31 Combat Engineer Regiment (31 CER or "The Elgin's"), is a combat engineer regiment of the Canadian Military Engineers. A Primary Reserve unit, it is part of 31 Canadian Brigade Group of the 2nd Canadian Division. It consists of two squadrons in southern Ontario: 48 Engineer Squadron in Waterloo and 7 Engineer Squadron in St. Thomas. Founded in 1866 as a militia infantry battalion in Elgin County, Canada West, the unit mobilized an armoured delivery unit for service in Europe during the Second World War. The militia unit was converted to armour in 1954 and then to combat engineering in 1997.

== History ==
31 CER perpetuates the Provincial Corps of Artificers, a unit associated with the War of 1812.
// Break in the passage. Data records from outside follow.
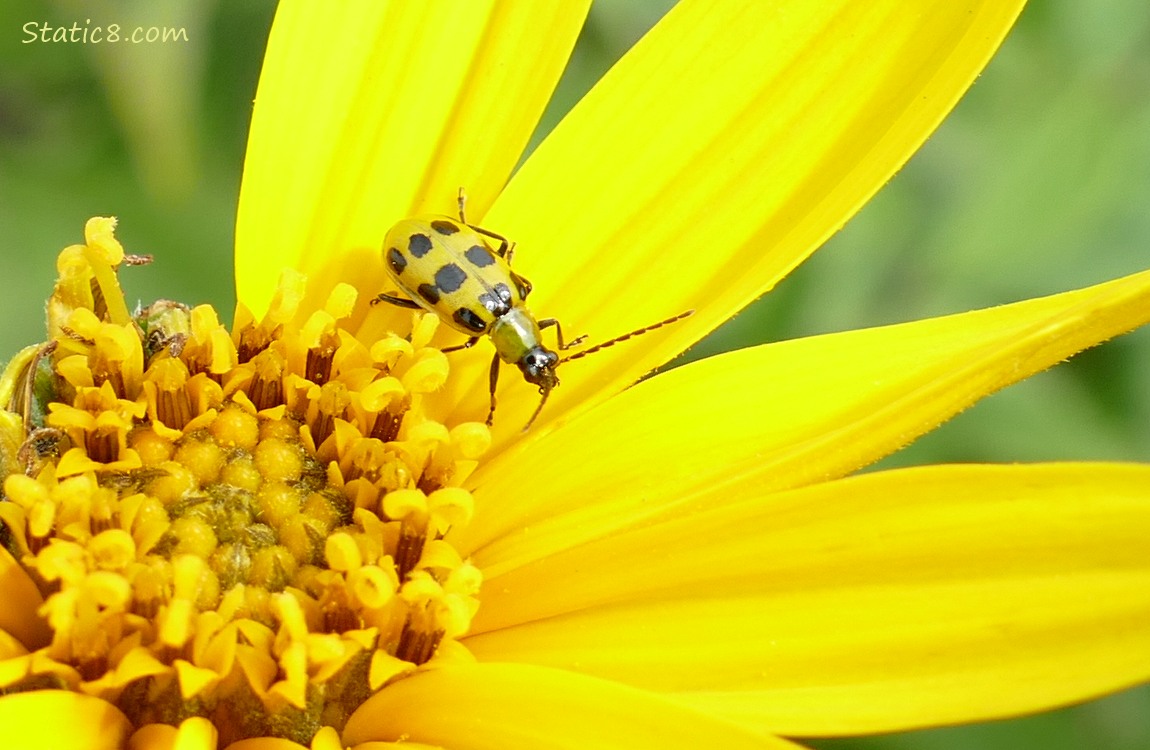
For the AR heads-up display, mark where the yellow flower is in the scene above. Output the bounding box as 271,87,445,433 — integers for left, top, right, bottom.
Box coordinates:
0,0,1150,750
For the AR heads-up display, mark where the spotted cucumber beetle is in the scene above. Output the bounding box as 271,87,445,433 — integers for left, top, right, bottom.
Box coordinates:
371,190,695,431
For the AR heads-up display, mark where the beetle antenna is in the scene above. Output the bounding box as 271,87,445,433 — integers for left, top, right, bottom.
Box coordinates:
558,309,695,365
523,388,551,433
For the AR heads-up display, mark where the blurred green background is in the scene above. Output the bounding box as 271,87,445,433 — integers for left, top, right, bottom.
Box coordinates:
0,0,1150,750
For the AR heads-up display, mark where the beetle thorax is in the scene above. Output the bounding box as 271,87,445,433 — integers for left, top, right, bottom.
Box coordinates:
490,307,542,365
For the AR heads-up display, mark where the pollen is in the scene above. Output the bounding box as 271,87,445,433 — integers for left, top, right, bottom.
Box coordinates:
0,220,490,747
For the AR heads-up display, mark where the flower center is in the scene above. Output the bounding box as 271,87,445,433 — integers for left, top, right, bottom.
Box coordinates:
0,219,490,747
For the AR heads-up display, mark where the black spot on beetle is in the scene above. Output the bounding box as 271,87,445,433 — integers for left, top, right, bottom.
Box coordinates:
480,284,511,317
452,307,488,334
463,245,496,268
388,247,407,276
435,263,467,289
407,235,431,258
511,274,531,299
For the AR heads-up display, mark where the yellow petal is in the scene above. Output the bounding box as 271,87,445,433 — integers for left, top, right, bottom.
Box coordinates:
236,0,587,317
0,548,52,650
460,271,1150,561
0,690,132,750
465,464,1150,735
443,0,1022,434
344,664,795,750
227,737,308,750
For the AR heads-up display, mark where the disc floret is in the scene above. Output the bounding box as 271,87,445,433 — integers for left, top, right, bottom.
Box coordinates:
0,219,490,744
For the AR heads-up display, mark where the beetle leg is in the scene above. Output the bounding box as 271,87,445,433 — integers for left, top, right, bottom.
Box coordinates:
539,317,587,351
439,336,480,354
488,354,499,427
371,289,420,309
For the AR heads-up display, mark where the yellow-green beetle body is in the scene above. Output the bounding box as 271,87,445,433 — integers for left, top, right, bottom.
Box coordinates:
373,196,693,430
376,216,568,424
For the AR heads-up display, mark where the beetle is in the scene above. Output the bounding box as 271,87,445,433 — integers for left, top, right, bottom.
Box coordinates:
371,190,695,431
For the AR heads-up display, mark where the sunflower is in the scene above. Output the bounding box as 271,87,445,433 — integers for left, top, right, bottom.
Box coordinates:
0,0,1150,750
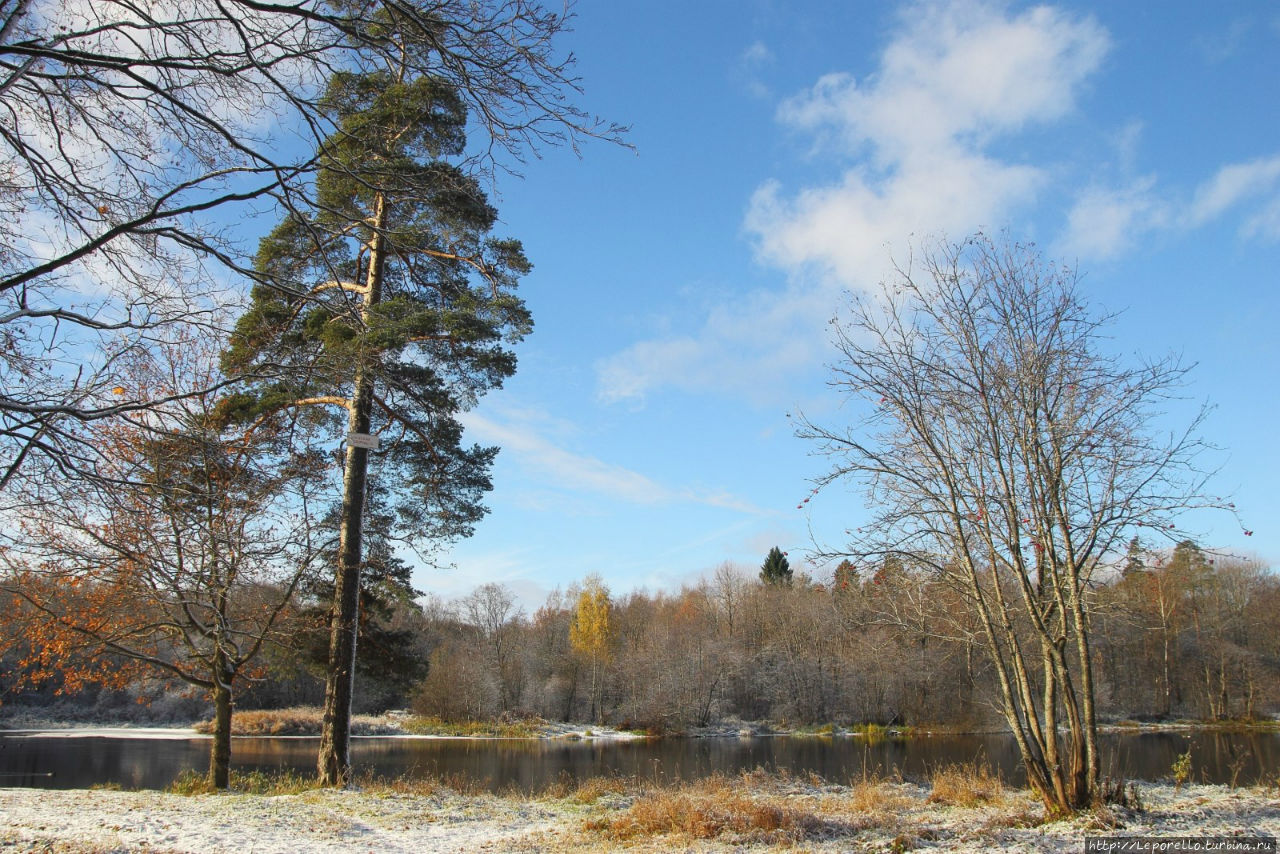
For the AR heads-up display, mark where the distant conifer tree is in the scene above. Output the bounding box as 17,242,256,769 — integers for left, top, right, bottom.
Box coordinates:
760,545,791,588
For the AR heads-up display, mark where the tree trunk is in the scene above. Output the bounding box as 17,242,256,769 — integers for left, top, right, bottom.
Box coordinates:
316,195,387,786
209,670,232,789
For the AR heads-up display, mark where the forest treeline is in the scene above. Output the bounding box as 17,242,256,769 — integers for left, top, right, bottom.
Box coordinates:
0,542,1280,732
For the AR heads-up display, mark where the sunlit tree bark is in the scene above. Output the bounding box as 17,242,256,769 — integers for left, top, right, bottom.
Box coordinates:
800,236,1208,813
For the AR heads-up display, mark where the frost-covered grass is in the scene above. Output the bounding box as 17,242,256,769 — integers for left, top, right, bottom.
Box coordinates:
0,769,1280,854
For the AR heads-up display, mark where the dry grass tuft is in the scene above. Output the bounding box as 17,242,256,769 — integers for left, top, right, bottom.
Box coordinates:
567,777,627,804
588,775,836,842
165,768,320,795
192,705,399,735
849,778,914,816
929,764,1005,807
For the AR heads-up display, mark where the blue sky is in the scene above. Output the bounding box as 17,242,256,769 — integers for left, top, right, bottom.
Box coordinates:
417,0,1280,607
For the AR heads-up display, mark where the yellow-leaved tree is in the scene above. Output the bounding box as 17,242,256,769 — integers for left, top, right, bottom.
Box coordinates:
568,575,613,723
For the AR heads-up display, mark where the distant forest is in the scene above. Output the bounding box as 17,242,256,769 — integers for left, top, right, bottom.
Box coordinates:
0,542,1280,732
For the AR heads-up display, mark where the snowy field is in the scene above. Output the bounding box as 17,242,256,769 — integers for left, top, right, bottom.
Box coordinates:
0,776,1280,854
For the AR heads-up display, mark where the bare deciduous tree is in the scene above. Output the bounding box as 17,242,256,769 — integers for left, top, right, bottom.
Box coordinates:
800,234,1206,813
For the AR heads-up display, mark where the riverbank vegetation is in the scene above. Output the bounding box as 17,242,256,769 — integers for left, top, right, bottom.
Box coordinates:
0,768,1280,854
0,543,1280,735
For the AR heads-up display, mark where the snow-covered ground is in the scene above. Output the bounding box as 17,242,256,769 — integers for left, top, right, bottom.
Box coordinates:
0,780,1280,854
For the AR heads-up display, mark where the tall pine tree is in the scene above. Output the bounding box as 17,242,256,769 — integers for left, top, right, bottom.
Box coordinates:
225,60,531,785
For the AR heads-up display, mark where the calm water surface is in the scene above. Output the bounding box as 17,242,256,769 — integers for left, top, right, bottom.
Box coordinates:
0,732,1280,791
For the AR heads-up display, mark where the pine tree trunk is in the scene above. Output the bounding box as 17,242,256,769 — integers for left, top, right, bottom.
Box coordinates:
316,195,387,786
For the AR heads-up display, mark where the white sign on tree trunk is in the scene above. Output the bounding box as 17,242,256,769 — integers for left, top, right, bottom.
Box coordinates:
347,433,378,451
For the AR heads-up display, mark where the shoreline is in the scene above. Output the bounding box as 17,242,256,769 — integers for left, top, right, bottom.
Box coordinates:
0,718,1280,741
0,773,1280,854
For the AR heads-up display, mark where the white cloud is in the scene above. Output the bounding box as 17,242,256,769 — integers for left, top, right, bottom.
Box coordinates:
596,0,1110,402
1188,155,1280,225
1061,155,1280,257
1060,178,1167,257
463,412,764,513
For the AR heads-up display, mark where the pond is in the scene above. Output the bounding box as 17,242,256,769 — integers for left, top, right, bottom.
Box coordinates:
0,731,1280,791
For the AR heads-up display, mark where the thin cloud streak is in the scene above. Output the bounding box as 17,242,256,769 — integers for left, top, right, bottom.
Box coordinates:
463,412,767,516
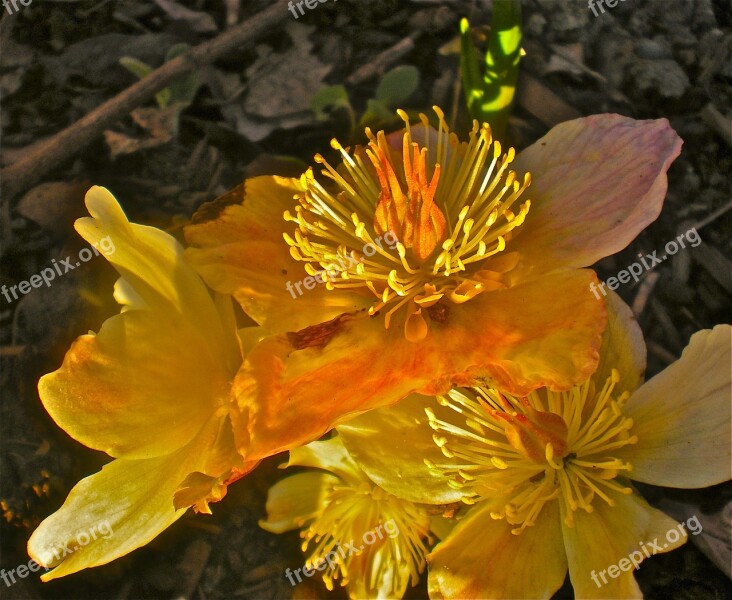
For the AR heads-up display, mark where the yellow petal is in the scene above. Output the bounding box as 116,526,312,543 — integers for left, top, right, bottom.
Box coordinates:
510,115,682,277
38,310,230,458
38,187,241,459
232,271,605,460
337,394,463,504
287,436,370,487
427,502,568,600
562,492,686,600
259,471,340,533
28,417,244,581
186,177,370,332
618,325,732,488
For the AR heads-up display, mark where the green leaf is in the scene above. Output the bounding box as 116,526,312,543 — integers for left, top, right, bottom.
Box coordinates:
119,56,153,79
460,19,483,120
119,56,170,108
310,85,351,121
376,65,419,108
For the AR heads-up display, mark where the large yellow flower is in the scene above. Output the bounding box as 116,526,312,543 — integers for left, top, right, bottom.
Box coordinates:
28,187,253,580
260,437,438,599
338,297,732,598
186,109,681,459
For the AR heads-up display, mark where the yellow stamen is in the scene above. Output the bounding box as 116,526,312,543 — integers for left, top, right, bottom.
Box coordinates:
284,107,531,341
426,370,637,535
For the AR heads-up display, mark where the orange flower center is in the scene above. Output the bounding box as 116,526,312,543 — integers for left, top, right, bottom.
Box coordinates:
426,370,638,535
284,107,531,341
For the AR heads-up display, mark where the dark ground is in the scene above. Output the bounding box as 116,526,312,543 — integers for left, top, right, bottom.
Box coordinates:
0,0,732,599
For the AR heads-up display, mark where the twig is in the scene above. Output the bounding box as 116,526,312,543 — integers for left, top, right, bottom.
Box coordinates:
0,0,289,199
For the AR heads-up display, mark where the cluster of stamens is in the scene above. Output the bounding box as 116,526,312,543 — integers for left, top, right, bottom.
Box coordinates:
300,483,429,598
426,370,638,535
284,107,531,341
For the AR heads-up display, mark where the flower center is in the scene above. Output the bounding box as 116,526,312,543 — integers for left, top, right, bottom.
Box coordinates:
426,370,638,535
300,483,430,598
284,107,531,341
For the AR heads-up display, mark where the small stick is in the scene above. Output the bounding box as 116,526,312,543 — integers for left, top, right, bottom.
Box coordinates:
0,0,289,199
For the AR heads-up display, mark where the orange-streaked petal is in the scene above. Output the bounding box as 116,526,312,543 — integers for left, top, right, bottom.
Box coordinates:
232,271,605,460
38,310,231,459
28,414,243,581
427,502,568,600
592,291,646,395
185,177,370,333
509,114,682,277
259,471,340,533
338,394,464,504
562,492,687,600
618,325,732,488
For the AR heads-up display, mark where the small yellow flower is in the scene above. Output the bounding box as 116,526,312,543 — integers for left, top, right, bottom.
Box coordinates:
338,295,732,598
28,187,256,581
260,437,430,598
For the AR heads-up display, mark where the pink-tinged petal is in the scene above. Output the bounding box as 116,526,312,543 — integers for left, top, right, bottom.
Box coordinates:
509,114,682,277
185,177,370,333
232,270,605,460
618,325,732,488
562,492,687,600
427,502,568,600
592,291,646,394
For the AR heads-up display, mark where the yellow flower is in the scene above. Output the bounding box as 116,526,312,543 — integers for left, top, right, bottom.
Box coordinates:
338,296,732,598
28,187,253,580
186,109,681,459
260,437,430,598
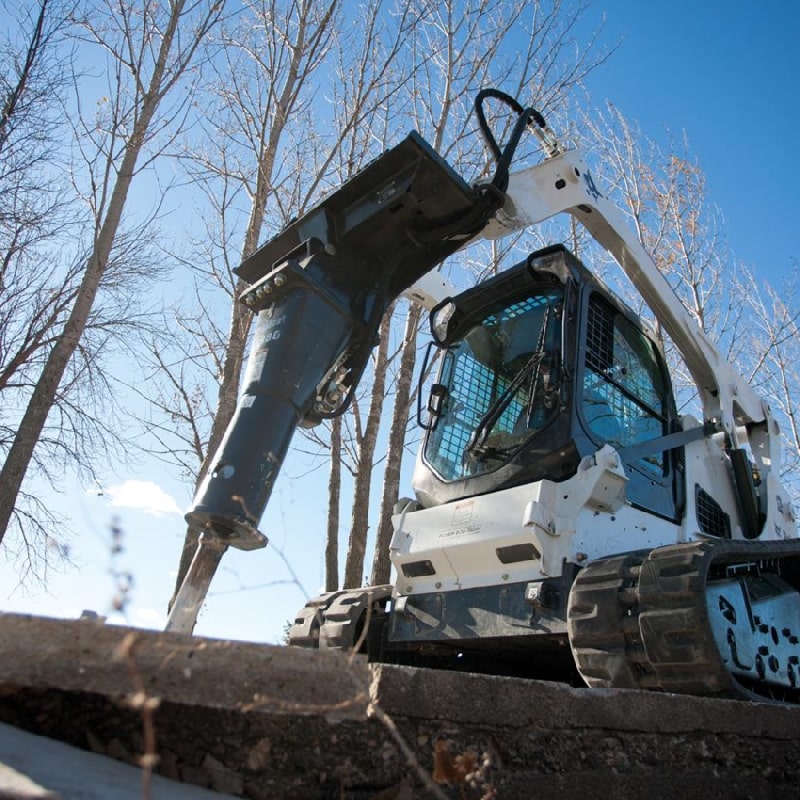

The regiment existed before the Confederation of Canada, tracing its origin to 1866 when the Militia Act officially created the 25th, Elgin, Battalion of Infantry from five local militia companies. It became the 25th Elgin Regiment in 1900, but was then disbanded in 1903, but re-formed the next year.

In 1915 the 91st Battalion (Elgin), CEF was raised in St. Thomas, Ontario, and went to fight in the First World War.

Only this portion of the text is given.